Looking Ahead: Can We Bend the Cost Curve?
Employer Strategies
Large employers aren’t sitting idle. They’re implementing centers of excellence programs, with 50% offering cancer centers of excellence in 2026 and 23% planning to add them by 2028. Others are exploring narrow networks and site-of-care selection to link quality with cost savings.

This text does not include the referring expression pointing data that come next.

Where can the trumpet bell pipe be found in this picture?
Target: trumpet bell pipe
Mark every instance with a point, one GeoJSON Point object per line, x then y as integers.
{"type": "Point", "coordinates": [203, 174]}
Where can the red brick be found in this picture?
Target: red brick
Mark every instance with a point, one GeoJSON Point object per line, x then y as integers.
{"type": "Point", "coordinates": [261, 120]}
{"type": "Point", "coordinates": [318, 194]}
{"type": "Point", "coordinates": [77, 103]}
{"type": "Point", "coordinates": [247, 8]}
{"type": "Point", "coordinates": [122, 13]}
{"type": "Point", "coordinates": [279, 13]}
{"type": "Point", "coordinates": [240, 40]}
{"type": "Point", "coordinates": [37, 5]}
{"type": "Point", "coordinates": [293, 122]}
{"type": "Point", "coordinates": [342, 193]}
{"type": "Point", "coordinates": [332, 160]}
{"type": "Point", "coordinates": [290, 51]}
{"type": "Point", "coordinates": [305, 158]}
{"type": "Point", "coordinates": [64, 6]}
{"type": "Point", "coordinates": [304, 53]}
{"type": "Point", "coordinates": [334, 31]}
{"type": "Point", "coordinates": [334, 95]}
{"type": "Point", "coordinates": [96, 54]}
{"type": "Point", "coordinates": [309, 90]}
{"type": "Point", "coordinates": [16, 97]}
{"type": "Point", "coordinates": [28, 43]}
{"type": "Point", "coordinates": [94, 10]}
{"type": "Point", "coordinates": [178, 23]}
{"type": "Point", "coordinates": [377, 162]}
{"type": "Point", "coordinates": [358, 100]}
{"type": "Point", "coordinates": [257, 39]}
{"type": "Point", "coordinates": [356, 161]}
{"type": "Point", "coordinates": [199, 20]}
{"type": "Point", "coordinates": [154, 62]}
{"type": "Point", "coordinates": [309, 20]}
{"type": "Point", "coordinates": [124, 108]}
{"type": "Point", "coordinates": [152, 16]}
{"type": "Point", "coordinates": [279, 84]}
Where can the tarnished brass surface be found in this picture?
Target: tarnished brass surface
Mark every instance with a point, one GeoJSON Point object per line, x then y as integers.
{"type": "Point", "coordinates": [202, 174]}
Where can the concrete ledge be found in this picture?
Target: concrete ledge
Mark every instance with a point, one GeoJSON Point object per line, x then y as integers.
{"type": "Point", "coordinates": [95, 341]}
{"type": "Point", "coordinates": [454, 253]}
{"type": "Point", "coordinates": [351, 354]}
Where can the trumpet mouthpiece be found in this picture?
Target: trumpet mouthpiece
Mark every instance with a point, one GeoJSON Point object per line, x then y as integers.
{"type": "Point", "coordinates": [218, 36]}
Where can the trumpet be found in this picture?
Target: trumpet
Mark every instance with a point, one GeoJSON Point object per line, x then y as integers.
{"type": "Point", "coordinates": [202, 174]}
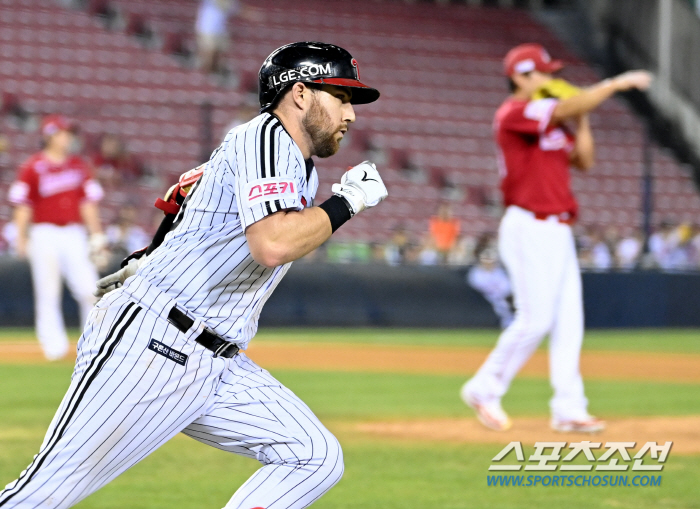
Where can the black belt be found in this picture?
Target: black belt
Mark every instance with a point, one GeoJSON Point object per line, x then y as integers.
{"type": "Point", "coordinates": [207, 339]}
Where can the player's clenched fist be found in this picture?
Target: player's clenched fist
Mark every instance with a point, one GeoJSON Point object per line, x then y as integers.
{"type": "Point", "coordinates": [362, 187]}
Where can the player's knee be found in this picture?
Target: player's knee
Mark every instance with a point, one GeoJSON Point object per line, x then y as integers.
{"type": "Point", "coordinates": [532, 327]}
{"type": "Point", "coordinates": [322, 452]}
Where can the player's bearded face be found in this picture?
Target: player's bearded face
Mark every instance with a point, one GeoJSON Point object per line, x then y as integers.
{"type": "Point", "coordinates": [321, 129]}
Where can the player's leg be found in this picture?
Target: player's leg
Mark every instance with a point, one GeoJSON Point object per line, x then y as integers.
{"type": "Point", "coordinates": [569, 404]}
{"type": "Point", "coordinates": [124, 401]}
{"type": "Point", "coordinates": [46, 281]}
{"type": "Point", "coordinates": [258, 417]}
{"type": "Point", "coordinates": [79, 271]}
{"type": "Point", "coordinates": [534, 265]}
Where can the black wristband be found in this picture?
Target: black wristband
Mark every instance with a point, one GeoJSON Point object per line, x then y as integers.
{"type": "Point", "coordinates": [338, 211]}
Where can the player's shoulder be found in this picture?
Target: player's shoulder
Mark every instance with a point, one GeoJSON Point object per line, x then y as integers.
{"type": "Point", "coordinates": [264, 125]}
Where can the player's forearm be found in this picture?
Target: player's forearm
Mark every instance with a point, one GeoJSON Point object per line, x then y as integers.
{"type": "Point", "coordinates": [91, 217]}
{"type": "Point", "coordinates": [22, 217]}
{"type": "Point", "coordinates": [588, 100]}
{"type": "Point", "coordinates": [287, 236]}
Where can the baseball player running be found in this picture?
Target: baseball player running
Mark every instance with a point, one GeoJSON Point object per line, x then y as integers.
{"type": "Point", "coordinates": [536, 148]}
{"type": "Point", "coordinates": [163, 354]}
{"type": "Point", "coordinates": [55, 201]}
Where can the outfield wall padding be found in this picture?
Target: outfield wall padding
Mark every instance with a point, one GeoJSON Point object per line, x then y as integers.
{"type": "Point", "coordinates": [379, 295]}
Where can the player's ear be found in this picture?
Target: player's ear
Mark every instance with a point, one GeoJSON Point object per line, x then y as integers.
{"type": "Point", "coordinates": [301, 95]}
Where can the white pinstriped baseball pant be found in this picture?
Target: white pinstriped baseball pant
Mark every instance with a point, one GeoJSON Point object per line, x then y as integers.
{"type": "Point", "coordinates": [540, 256]}
{"type": "Point", "coordinates": [125, 401]}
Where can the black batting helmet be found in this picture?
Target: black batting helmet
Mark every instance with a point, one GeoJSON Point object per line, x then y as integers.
{"type": "Point", "coordinates": [311, 62]}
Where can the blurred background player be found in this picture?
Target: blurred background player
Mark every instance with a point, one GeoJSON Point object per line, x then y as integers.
{"type": "Point", "coordinates": [536, 243]}
{"type": "Point", "coordinates": [488, 278]}
{"type": "Point", "coordinates": [55, 202]}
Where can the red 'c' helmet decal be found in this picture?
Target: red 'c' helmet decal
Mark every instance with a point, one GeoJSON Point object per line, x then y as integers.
{"type": "Point", "coordinates": [356, 66]}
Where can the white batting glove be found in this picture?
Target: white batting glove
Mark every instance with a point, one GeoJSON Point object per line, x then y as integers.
{"type": "Point", "coordinates": [116, 280]}
{"type": "Point", "coordinates": [361, 186]}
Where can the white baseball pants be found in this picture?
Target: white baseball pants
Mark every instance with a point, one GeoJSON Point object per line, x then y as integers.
{"type": "Point", "coordinates": [56, 252]}
{"type": "Point", "coordinates": [540, 256]}
{"type": "Point", "coordinates": [125, 400]}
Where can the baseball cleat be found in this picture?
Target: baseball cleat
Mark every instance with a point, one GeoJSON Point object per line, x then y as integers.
{"type": "Point", "coordinates": [589, 425]}
{"type": "Point", "coordinates": [490, 414]}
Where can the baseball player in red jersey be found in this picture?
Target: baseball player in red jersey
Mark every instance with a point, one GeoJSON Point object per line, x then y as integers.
{"type": "Point", "coordinates": [55, 201]}
{"type": "Point", "coordinates": [536, 147]}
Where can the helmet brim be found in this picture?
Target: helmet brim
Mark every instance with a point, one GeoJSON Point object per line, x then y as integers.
{"type": "Point", "coordinates": [361, 93]}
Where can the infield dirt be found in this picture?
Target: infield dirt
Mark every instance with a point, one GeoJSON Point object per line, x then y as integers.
{"type": "Point", "coordinates": [608, 365]}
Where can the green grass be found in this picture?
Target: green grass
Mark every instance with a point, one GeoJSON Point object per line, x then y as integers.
{"type": "Point", "coordinates": [383, 474]}
{"type": "Point", "coordinates": [642, 340]}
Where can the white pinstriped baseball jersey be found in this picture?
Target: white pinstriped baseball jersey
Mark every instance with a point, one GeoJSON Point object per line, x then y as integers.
{"type": "Point", "coordinates": [204, 263]}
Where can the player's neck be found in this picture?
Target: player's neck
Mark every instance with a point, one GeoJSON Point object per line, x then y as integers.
{"type": "Point", "coordinates": [55, 156]}
{"type": "Point", "coordinates": [295, 129]}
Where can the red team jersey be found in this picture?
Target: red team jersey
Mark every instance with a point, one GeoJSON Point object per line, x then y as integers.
{"type": "Point", "coordinates": [55, 191]}
{"type": "Point", "coordinates": [534, 158]}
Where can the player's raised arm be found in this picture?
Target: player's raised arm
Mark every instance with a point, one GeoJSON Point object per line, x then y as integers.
{"type": "Point", "coordinates": [590, 98]}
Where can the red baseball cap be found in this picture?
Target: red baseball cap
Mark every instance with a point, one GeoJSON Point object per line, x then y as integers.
{"type": "Point", "coordinates": [54, 123]}
{"type": "Point", "coordinates": [530, 57]}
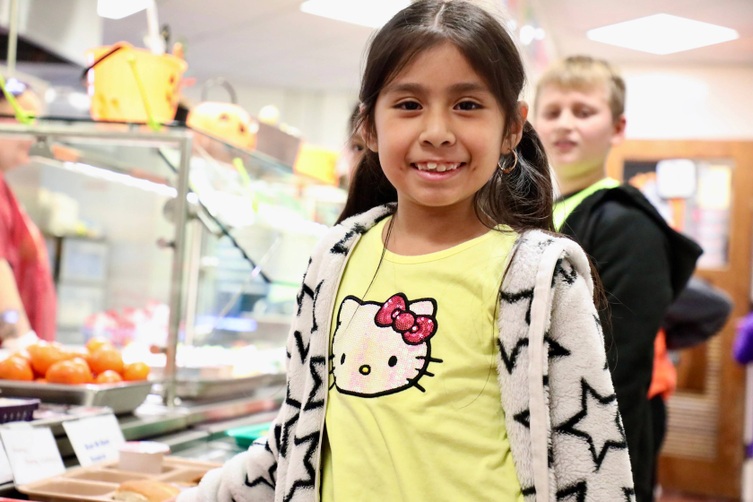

Policy Solutions on the Horizon
Policymakers are exploring innovative financing models for high-cost therapies, including:
- Outcomes-based contracts that tie payment to therapy effectiveness
- Annuity payment models spreading costs over multiple years
- Risk pools distributing high-cost claims across multiple payers
- Accelerated biosimilar adoption to increase competition
The Path Forward
The healthcare affordability crisis demands bold action from all stakeholders. Insurers must find ways to cover breakthrough therapies without breaking the bank. Employers need innovative benefit designs that protect workers while controlling costs. And policymakers must address the structural issues driving unsustainable healthcare inflation.
As we prepare for 2026’s premium increases, one thing is clear: the status quo is unsustainable. American families deserve better than choosing between life-saving medications and financial security.
The solutions exist, but they require the political will to challenge entrenched interests and reimagine how we finance healthcare in America. Our health – and our economy – depends on getting this right.
What can you do? Review your insurance options carefully during open enrollment, advocate for transparency in healthcare pricing, and support policies that prioritize affordability alongside innovation. The future of American healthcare hangs in the balance.